Tuesday, August 22, 2017

La Esquina de Rancho Chico (por Eduardo F. Peláez)

Nota del blog: Este semana estaré publicando tres historias del Camagüey de los 50s, incluidas en el nuevo libro Nostalgias de Tinajón (Miami, 2017) de Eduardo F. Peláez. 

La presentación del libro se realizará en el Koubek Cultural Center del Miami Dade College (2705 SW 3 St, Miami FL 33135) este domingo 27 de agosto de 2017, a las 6 00 p.m.

 


La Esquina de Rancho Chico 
 

Nos reuníamos todas las noches en la esquina del restaurante Rancho Chico. No hace falta describir este centro cultural que se disfrazaba de alegre fonda para complacer a algunos entusiastas de la buena palomilla, el arroz congrí y los tostones.

Rancho Chico estaba situado en el corazón de Camagüey, en la esquina de la calle Martí y de la calle República, a un costado del colegio Salesiano, y permanecía abierto las veinticuatro horas del día para recoger a todo tipo de transeúnte, desde “el buen salvaje madrugador” hasta “el buen revolucionario noctámbulo”.

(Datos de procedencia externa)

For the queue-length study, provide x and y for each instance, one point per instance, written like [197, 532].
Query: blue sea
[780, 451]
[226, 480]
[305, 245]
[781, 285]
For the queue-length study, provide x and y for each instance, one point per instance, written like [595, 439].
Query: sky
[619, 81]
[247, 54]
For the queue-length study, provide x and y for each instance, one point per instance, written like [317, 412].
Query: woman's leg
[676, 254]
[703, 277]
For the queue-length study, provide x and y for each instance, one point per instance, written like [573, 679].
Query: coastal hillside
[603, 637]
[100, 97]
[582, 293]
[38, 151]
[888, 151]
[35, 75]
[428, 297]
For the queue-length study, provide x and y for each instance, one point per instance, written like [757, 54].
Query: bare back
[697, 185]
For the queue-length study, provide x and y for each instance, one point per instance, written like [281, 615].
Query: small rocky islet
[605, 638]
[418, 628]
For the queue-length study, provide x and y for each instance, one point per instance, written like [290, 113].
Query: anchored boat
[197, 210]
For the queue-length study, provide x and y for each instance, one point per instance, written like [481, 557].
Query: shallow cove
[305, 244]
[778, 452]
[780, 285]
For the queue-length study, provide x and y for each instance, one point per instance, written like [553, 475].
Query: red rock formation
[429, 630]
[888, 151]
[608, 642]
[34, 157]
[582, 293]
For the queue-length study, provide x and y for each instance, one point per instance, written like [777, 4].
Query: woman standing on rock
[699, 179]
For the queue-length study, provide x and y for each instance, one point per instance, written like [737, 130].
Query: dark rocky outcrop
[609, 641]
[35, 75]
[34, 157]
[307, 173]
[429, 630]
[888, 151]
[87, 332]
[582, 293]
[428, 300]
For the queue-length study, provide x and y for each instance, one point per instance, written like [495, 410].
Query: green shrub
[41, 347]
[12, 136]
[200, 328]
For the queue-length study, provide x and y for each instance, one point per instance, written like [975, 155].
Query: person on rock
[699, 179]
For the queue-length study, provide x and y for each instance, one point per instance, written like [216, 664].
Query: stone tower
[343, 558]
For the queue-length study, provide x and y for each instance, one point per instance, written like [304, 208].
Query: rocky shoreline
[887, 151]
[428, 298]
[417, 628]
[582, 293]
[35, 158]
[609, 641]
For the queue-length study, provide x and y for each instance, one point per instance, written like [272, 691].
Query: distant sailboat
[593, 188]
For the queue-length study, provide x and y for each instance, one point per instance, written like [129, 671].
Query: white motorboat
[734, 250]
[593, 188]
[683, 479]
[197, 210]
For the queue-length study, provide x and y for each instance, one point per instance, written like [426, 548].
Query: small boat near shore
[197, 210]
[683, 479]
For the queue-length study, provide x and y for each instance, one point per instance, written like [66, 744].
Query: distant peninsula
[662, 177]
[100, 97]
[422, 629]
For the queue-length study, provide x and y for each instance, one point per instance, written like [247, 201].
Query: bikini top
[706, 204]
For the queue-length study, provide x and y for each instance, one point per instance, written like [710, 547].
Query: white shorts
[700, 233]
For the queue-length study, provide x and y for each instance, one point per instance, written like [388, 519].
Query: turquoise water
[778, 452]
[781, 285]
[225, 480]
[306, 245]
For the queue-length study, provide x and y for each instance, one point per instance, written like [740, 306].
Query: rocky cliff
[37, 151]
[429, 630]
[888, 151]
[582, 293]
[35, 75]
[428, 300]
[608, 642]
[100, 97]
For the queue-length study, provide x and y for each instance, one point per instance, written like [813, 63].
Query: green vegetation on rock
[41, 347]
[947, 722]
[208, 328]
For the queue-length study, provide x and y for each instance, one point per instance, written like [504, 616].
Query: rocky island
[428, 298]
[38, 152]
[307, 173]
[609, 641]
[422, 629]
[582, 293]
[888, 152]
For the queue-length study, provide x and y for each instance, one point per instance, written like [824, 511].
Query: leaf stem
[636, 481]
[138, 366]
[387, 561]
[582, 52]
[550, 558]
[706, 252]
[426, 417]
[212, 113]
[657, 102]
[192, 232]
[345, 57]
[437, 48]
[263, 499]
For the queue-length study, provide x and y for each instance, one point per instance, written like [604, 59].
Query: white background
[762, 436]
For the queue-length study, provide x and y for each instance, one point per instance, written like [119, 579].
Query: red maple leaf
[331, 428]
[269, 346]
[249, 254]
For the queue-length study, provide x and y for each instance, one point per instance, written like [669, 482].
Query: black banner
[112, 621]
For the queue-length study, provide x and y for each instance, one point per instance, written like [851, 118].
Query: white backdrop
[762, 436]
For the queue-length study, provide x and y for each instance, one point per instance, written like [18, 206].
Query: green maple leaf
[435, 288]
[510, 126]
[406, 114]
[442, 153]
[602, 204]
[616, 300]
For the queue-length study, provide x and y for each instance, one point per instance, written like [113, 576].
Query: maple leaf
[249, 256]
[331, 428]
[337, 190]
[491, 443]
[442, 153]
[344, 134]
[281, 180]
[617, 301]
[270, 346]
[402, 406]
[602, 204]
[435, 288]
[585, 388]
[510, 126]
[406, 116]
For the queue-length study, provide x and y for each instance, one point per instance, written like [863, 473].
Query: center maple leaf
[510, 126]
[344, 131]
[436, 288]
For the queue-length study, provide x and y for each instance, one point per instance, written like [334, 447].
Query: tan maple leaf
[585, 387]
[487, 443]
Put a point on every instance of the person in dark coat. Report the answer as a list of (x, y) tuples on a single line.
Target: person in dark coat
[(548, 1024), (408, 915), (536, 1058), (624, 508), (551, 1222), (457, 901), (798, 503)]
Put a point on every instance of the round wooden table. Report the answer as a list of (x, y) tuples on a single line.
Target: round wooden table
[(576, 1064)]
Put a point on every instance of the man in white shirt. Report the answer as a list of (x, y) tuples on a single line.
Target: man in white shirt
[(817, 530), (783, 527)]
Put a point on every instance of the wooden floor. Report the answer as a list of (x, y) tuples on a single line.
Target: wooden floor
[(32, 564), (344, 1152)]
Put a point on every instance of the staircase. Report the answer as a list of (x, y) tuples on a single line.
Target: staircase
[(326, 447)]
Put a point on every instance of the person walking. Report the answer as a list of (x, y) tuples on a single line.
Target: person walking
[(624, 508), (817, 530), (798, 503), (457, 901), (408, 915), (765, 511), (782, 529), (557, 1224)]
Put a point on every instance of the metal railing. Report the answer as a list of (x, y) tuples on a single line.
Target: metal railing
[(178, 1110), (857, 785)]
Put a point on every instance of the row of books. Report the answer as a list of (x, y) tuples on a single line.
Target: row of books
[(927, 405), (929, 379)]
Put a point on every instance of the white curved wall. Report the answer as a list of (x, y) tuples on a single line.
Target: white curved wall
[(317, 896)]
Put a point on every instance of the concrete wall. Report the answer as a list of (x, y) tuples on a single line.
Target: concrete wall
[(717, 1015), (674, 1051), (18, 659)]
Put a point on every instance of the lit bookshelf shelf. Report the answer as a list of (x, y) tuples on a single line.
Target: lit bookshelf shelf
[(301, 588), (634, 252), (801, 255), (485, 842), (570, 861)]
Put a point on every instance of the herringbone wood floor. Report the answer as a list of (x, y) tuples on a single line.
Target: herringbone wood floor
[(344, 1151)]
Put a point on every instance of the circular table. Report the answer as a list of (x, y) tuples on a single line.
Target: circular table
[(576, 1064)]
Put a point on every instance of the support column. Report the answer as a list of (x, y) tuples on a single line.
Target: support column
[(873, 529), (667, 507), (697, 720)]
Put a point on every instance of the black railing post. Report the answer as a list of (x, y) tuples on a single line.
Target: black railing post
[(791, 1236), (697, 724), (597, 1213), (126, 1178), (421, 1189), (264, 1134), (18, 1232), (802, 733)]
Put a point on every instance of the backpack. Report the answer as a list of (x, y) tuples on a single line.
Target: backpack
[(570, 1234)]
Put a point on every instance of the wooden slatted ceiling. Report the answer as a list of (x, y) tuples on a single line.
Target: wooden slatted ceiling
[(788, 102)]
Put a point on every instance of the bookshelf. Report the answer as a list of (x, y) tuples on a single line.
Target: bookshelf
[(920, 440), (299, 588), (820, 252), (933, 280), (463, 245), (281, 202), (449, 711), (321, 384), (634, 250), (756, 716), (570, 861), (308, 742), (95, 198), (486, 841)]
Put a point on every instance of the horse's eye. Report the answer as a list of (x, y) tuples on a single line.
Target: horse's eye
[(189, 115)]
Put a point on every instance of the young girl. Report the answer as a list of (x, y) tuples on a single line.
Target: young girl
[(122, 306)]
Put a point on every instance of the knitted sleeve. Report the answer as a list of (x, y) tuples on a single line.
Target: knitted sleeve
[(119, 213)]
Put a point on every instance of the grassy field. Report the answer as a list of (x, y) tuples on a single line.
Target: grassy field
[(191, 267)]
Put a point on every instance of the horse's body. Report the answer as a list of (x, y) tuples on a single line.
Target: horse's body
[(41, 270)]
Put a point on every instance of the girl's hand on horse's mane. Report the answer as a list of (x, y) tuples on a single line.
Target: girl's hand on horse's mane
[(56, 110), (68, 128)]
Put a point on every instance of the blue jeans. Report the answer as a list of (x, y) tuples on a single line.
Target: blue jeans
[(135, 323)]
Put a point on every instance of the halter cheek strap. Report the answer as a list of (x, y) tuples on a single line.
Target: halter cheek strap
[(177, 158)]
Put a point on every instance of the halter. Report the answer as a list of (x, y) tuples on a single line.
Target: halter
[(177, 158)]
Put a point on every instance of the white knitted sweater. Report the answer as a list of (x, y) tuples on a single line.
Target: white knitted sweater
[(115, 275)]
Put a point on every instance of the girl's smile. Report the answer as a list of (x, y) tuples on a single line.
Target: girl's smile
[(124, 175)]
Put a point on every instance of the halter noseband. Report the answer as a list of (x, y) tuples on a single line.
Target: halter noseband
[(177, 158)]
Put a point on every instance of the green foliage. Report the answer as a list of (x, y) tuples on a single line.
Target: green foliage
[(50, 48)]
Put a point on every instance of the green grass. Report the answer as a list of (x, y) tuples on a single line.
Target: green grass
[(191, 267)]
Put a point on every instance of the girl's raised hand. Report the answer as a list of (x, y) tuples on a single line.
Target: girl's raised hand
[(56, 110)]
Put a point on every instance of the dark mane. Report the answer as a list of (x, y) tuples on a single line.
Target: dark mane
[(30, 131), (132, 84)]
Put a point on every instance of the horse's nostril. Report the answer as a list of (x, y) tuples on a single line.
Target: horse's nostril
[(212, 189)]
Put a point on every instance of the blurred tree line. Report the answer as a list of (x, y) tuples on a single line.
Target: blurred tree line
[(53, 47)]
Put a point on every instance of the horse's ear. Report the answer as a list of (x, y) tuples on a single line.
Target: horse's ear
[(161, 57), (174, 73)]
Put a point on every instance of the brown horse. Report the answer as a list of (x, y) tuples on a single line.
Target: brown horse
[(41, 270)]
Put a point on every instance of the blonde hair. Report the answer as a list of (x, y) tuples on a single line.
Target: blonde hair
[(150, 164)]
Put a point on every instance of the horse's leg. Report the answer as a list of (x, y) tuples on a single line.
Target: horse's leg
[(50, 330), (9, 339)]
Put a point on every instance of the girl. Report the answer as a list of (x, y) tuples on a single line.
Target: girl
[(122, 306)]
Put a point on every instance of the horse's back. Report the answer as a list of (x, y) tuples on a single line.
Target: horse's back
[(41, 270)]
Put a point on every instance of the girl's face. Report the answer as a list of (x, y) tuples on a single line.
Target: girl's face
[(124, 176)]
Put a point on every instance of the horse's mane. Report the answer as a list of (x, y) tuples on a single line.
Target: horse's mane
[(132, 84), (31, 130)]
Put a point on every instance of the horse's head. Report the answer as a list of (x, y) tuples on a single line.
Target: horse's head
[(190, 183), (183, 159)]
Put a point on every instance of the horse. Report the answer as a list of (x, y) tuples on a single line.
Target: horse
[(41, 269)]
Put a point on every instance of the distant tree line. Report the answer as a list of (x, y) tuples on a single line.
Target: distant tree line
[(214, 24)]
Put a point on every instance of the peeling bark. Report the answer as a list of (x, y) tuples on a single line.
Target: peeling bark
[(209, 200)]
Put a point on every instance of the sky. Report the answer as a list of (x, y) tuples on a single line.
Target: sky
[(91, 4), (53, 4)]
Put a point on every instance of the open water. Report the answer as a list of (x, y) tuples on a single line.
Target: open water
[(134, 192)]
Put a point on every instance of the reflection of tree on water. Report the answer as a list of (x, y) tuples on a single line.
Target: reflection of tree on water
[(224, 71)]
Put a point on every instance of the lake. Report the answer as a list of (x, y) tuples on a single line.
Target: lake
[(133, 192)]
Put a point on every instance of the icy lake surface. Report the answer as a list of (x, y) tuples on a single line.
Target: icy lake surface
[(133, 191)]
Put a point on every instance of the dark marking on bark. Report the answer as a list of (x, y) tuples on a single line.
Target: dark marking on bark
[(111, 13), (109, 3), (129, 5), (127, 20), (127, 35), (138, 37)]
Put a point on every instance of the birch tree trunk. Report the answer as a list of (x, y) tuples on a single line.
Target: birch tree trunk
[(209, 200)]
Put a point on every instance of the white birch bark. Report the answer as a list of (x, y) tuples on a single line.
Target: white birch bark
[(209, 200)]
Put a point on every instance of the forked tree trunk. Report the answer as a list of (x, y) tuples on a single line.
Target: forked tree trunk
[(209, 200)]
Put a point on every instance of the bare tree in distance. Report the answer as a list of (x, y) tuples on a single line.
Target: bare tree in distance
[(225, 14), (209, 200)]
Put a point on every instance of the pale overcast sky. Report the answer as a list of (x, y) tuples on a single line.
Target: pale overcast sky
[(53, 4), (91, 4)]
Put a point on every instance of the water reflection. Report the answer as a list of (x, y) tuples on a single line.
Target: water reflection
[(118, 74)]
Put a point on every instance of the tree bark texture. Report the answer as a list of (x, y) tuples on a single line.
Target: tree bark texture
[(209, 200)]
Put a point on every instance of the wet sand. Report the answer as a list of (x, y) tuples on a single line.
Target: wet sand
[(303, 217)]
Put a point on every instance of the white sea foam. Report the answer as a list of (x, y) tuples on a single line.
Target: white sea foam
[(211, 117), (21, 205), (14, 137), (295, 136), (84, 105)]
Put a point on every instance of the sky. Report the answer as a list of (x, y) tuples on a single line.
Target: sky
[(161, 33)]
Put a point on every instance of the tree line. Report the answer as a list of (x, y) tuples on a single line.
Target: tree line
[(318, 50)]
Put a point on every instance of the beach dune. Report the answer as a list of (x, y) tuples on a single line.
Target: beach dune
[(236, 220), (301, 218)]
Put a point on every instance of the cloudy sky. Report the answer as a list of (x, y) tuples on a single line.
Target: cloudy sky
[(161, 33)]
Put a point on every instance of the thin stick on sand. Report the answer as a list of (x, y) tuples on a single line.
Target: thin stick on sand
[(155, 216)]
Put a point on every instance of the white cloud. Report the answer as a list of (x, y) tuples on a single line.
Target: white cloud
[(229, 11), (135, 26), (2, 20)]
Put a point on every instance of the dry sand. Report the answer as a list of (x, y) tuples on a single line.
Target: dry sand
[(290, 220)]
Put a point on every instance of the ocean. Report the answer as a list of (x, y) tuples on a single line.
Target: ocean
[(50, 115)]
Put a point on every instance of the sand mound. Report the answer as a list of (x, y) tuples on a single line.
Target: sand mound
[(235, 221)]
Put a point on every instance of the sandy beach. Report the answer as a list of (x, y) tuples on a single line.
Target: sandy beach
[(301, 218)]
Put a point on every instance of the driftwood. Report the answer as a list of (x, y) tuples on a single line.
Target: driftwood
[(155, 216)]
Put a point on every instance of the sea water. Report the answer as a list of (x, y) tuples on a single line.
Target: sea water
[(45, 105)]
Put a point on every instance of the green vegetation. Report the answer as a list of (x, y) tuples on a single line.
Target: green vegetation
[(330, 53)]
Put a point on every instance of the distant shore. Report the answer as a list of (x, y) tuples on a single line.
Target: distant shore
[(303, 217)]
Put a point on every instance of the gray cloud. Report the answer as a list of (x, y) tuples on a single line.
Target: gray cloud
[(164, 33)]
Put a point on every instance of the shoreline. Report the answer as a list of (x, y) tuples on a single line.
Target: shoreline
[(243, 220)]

La esquina de este restaurante fue testigo de innumerables debates amenizados con regularidad por Domingo Pichardo, Cuchara, y por Justico Legido, el trinquete de la plaza de San Francisco, quienes fungían como orientadores de los desvelados parroquianos. Temas de Cine Club donde se analizaba la última película de Antonioni, el campeonato intramural de softball, los amores contrariados y el acontecer político, eran discutidos noche tras noche impregnados de nuestro apasionamiento y de fuertes lazos de amistad.

A Rancho Chico se iba a conversar principalmente, pero era difícil resistirse a una palomilla con congrí, tostones y café por 85 centavos y 15 centavos de propina. Recuerdo que El Negro, uno de los asiduos a ese lugar, llegó una noche algo pasado de tragos y al flaco descremado que despachaba le dijo con voz enredada: “Repite, 'palomilla pa’ to’ el mundo'”.

A veces nos daban las dos y las tres de la mañana discutiendo de pelota cuando llegaban los amigos hacendados a tomarse un café con leche porque se iban a un tranque de ganado. Los que no teníamos finca no podíamos evitar los ojos de admiración hacia los John Waynes camagüeyanos. Chimenea, un personaje pendenciero, garrotero de marca mayor y borracho consuetudinario aparecía en cualquier momento con el grito de “¿Quién le dijo yegua a mama?" y... a correr se ha dicho. Cuando Batista, los policías nos veían parados en esa esquina como parte del paisaje urbano y pasaban de largo porque interpretaban la reunión como señal inequívoca de normalidad.

Llegó la revolución y el tema de la política se convirtió en el único tópico de importancia. Noche tras noche nos reuníamos a discutir adónde iba la nación con la carrera desbocada de las leyes revolucionarias y el ataque a la libertad de expresión. Poco a poco apareció la frase: "Me llegó la waiver", y el grupo se fue reduciendo hasta que la implantación oficial del comunismo se encargó de dispersar a los amigos para siempre de aquella esquina.

Los colmillos del tiempo deben de haber dejado su horrible huella en aquel restaurante y dudo de que siga abierto las veinticuatro horas y mucho menos de que sirvan aquellas comidas deliciosas, pero si algún camagüeyano de nuestra generación, en una noche propicia, quizás cuando sople con fuerza el viento sur, fijase su atención a los matices del silencio, es posible que escuche los pasos de aquellos amigos acercándose a la esquina y alguna que otra risa confundida con el viento.

Desde esta ciudad de Miami, donde las luces de neón nos anuncian la ciudad mágica y el gran espectáculo de la soledad, donde los amigos ya no se reúnen en las esquinas porque el ritmo de la vida americana se lo impide, los pocos que quedamos de esas tertulias, ya todos abuelos, recordamos esa esquina como la gran plaza de nuestros corazones.